Movie-goers probably didn’t expect it to do much more than contribute some stunning visuals. But now, physicist Kip Thorne and his colleagues have published a paper saying that the visual effects generated by the London-based company Double Negative have actually furthered our understanding of the cosmos.
In other words, a tool that was originally designed for cinematic effects became useful for real scientific purposes.
Filmmaker Christopher Nolan and his team wanted Interstellar to include the most accurate and realistic view of a supermassive black hole possible, so he turned to Thorne for advice. After fiddling with code, they realized that existing visual technology to simulate the black hole would create a flickering effect that would look bad in IMAX theaters.
As a solution, they developed a code called Double Negative Gravitational Renderer (DNGR) to solve the equations for how bundles of light (or light beams) propagate through the warped spacetime of a spinning black hole. Most CGI effects calculate individual light rays instead of bundled ones, so this was a novel approach.
Here’s Adam Rogers, writing for Wired in October:
In the end, Nolan got elegant images that advance the story. Thorne got a movie that teaches a mass audience some real, accurate science. But he also got something he didn’t expect: a scientific discovery. “This is our observational data,” he says of the movie’s visualizations. “That’s the way nature behaves. Period.” Thorne says he can get at least two published articles out of it.
Now, one of those papers is out, published in the journal Classical and Quantum Gravity this morning. The paper explains how DNGR works and illustrates some new astrophysical insights that came as a result.

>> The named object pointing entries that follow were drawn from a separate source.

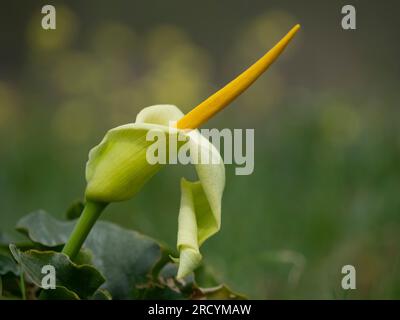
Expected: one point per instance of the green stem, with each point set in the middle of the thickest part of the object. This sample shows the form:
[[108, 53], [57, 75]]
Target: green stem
[[90, 214], [22, 285]]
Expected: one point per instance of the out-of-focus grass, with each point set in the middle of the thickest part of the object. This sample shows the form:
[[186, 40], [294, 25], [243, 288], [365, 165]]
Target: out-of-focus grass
[[325, 188]]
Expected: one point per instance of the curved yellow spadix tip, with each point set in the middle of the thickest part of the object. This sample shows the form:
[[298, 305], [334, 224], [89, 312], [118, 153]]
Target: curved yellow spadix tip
[[227, 94]]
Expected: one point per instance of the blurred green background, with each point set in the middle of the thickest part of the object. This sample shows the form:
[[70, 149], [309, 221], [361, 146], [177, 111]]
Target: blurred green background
[[325, 190]]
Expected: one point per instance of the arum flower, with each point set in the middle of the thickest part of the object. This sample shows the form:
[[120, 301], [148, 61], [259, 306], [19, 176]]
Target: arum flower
[[117, 168]]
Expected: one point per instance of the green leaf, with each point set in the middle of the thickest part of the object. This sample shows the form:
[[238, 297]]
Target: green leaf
[[221, 292], [125, 258], [59, 293], [101, 294], [7, 265], [82, 280]]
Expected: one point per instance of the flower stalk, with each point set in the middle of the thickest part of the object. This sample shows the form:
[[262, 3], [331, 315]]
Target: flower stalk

Here’s Erin Blakemore, writing for Smithsonian.com:
The team soon realized that the images produced using DNGR code could be used for much more than a fictitious interstellar trip. They began to use the code to conduct simulations of how a weird space surface called a “caustic” might affect images of star fields near black holes in a process known as “gravitational lensing.” Their simulations showed that as caustics are dragged around the sky by the spinning force of a black hole, they stretch around the hole again and again, affecting how stars look. This both creates and obliterates images of stars, creating up to 13 images of a star as the caustic flings images out of the black hole.
In other words, a caustic is a network of light rays reflected or refracted around a surface—in this case, a black hole. An everyday example of a caustic is seen in the projection of light patterns on a surface like water (see above for an example). As light touches the water, space bends the light to produce this effect. The same is true for light near the accretion disk of a black hole. Thorne’s new paper suggests that, based on DNGR evidence, caustic networks affect the appearance of far-off stars and galaxies if you’re looking at them while in the vicinity of a black hole.